I founded a Lean In Circle, where women come together and share their experiences. During such discussions we come across incidents like when women step up at work, it is believed that it is due to the higher authorities' influence or because they have their own' godfather,' and not because of their ability. If women come up with strategies at work, the idea is considered operational or tactical. The more we move up the corporate ladder, the lesser number of women we see. There is diversity within companies; what's lacking is inclusion. Through this circle, we come together and share our learning and experiences and uplift each other. I find it enlightening that through this initiative, many lives are being transformed.
If I had a superpower, I would want to alter both men's and women's thought processes.
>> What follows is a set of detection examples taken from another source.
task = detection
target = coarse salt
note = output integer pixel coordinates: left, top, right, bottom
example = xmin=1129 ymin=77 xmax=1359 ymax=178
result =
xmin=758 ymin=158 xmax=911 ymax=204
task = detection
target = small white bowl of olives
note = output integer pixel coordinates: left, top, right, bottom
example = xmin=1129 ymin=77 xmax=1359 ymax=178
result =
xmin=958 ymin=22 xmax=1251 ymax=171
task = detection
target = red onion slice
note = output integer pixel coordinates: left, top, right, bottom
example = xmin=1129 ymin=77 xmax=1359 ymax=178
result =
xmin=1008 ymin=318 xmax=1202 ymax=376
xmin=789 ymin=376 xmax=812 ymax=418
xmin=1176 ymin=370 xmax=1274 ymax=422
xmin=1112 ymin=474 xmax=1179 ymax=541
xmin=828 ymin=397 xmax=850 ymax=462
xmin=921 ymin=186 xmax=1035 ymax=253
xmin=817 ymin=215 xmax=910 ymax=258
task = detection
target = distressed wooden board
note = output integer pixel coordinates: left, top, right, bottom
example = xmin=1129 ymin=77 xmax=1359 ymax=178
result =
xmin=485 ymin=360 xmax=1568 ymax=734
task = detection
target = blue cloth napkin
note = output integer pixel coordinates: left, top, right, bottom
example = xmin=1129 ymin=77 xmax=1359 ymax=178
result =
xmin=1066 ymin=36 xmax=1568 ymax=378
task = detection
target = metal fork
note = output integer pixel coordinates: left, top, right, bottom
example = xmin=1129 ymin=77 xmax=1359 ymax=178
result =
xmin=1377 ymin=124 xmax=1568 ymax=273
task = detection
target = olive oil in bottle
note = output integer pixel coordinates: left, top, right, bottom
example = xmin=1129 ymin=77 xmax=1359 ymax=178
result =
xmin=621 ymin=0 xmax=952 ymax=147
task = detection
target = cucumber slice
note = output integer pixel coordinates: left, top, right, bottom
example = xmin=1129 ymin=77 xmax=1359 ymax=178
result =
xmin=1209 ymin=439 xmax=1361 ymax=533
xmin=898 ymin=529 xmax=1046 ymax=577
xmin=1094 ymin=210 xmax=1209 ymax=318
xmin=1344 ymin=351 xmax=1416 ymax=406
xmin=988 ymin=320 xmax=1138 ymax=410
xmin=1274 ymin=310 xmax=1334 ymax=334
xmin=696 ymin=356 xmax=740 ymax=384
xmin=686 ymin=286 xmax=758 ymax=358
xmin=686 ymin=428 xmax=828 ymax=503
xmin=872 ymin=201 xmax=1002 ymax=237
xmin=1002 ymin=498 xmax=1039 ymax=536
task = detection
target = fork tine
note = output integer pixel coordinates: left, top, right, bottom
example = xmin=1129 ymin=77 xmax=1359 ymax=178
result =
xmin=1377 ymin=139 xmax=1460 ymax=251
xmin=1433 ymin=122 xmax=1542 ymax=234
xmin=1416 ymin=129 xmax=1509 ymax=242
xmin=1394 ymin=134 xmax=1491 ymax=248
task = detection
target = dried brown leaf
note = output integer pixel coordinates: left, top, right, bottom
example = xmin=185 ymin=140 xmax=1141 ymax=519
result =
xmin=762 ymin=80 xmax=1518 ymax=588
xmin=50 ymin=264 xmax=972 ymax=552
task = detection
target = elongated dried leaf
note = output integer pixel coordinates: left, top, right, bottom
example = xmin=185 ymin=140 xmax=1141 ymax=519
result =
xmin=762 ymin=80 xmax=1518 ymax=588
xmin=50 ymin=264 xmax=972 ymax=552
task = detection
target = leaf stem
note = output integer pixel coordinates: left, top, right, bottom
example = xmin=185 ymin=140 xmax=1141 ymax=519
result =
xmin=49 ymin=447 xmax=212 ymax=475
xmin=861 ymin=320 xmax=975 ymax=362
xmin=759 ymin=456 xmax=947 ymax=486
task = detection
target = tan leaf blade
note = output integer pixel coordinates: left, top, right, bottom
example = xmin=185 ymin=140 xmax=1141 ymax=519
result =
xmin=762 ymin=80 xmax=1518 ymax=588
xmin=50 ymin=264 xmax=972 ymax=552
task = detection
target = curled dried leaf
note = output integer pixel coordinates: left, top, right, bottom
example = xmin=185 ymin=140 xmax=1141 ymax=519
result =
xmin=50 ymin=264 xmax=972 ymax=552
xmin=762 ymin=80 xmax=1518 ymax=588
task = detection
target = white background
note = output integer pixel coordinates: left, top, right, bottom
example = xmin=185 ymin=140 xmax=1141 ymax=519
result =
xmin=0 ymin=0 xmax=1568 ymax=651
This altered thought could help men be more progressive and women to stop thinking that they are not good enough. Being progressive starts from home. This mindset that women should take more responsibility is the starting of a whole cycle. The contribution made by women isn't taken under consideration. When this reaches the workplace, we start demeaning women, which creates an imbalance in the work environment.
There are so many things we have to balance in life while dealing with challenges. Working women should be praised. Even if we are wonderful, we are yet to be fully respected. I would advise that women "Don't wait for certification from others or rely on feedback without validation, as the person offering it may not be capable enough to do it well or articulate it well".